Twentyone helps launch Plush into luxury car market

Stephen Chapman's picture
by Stephen Chapman

A start-up, which manufactures leather booster seats for the luxury and supercar sector, has appointed Twentyone.

The Blackburn-based digital marketing agency helped name, design and build the brand, before creating and managing its marketing strategy.

Plush Tush was founded by entrepreneur Susie Wilson and its seats meet industry standards, as well as having a smooth base, to avoid scuffs on the leather car’s leather:

“I have always been car mad and after twenty years working in finance for blue-chip companies I was on the lookout for an entrepreneurial idea of my own.  I have a BMW Z4 and when I was looking for a car seat for my six-year-old daughter, I found there were no seats to match the interior.  On doing some research, I realised I had discovered a gap in the market, and the idea for Plush was born.”

The product is now available online and through a number of selected dealerships in Lancashire and London.

“We worked with PLUSH to conduct extensive research into the luxury automotive market. After a successful naming exercise, we scamped out a vision for the company brand and its first product offering – from this, the Plush Company and Plush Tush were born,” explained agency director Sam Fletcher.

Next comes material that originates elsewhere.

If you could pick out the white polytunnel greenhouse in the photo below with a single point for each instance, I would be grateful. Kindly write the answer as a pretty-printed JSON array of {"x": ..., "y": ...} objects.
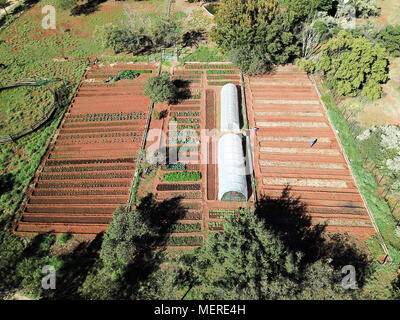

“We approached the project with a single, clear aim in mind: to communicate its core values of comfort, luxury, design and quality.

“The new brand and creative elements were rolled out across all customer touch points, including a new responsive website featuring high-definition product photography.  We also designed point of sale and print material to support the business development team in targeting strategic partners in luxury vehicle dealerships.

“We also conducted blogger outreach campaign that put the client in front of key influencers within the automotive sector.”

The law changed on March 1st and manufacturers aren’t allowed to introduce new models of backless booster seats for children under 125cm or weighing less than 22kg. But the law change doesn’t affect existing models, nor does it mean that they are illegal.